Mickey Z. -- World News Trust
Nov. 7, 2006 -- Each fall, even the most nature-oblivious humans can't help but notice -- and likely marvel -- as the leaves turn. Here in New York City, many folks will go as far as driving up north to New England solely to witness the spectacular shades of ginger, auburn, gold, and crimson. This annual phase of nature presages both the colder weather and the shopping day countdown that lurk in our not-so-distant future.
Speaking of rampant holiday season consumerism, as you try to remember where you parked your SUV in that crowded shopping mall parking lot, gaze upward. Take a good long look at the leaves that have changed color and are now breaking from the trees and wafting slowly downward to finish their life's mission... on the friggin' pavement. Imagine the shock those nutrient laden leaves experience when they land not on sodden, inviting soil but instead on the unforgiving, oil stained asphalt we all know and loathe.
More than two million acres of parks, farms, and open space are destroyed each year in the name of a little something called sprawl. During the twentieth century, an area equal to all the arable land in Ohio, Indiana, and Pennsylvania was paved in the United States. This swath of terra firma requires maintenance costing over $200 million a day and the surreptitious cost of our car culture totals nearly $500 billion a year in the United States alone (much of that going to the sustentation of waging perpetual war to keep the world safe for petroleum).
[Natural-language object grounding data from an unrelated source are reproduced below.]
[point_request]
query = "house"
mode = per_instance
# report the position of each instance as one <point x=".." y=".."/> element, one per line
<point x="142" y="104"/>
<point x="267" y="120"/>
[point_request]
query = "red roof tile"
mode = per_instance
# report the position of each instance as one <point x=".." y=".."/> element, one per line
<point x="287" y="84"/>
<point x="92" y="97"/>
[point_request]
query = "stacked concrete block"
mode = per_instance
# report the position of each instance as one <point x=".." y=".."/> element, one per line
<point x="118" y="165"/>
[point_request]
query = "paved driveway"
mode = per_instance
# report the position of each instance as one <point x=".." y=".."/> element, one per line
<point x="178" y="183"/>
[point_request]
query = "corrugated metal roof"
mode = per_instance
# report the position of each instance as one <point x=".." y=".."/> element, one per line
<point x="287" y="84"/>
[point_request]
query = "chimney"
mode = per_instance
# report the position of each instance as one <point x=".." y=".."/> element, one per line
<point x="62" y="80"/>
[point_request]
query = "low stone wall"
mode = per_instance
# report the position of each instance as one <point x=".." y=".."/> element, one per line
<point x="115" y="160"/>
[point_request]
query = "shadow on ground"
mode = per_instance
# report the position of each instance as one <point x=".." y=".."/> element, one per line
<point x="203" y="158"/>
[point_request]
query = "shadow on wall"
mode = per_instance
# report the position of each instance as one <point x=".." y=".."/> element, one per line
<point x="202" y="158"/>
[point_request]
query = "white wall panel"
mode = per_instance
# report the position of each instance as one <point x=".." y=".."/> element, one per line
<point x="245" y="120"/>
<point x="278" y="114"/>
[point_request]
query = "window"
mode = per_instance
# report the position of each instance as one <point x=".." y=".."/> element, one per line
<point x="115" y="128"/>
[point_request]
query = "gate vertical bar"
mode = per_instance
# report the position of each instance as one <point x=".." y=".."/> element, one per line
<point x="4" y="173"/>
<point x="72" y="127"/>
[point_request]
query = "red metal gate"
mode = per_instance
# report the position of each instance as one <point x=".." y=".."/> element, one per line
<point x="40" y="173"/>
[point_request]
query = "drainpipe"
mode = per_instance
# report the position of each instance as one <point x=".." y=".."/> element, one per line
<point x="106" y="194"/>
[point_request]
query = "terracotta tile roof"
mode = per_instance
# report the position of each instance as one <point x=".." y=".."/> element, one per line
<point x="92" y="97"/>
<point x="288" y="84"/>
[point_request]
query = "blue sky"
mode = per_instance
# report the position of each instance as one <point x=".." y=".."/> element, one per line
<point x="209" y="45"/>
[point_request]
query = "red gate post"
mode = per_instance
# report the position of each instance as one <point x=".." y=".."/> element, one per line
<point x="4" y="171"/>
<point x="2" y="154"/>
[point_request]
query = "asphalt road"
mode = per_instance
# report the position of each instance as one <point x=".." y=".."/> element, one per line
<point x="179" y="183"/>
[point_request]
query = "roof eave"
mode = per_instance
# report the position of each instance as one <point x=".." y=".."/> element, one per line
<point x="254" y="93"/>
Besides the global warming, greenhouse effect, unchecked militarism, and other sinister side effects of a society beholden to the internal combustion engine, all that concrete severely impinges upon those multi-hued falling leaves-which are, by design, supposed to be introduced to microorganisms in the soil where they should theoretically land. Since we humans have seen fit to pave the planet, the rhythms of the natural world are habitually and imprudently ignored.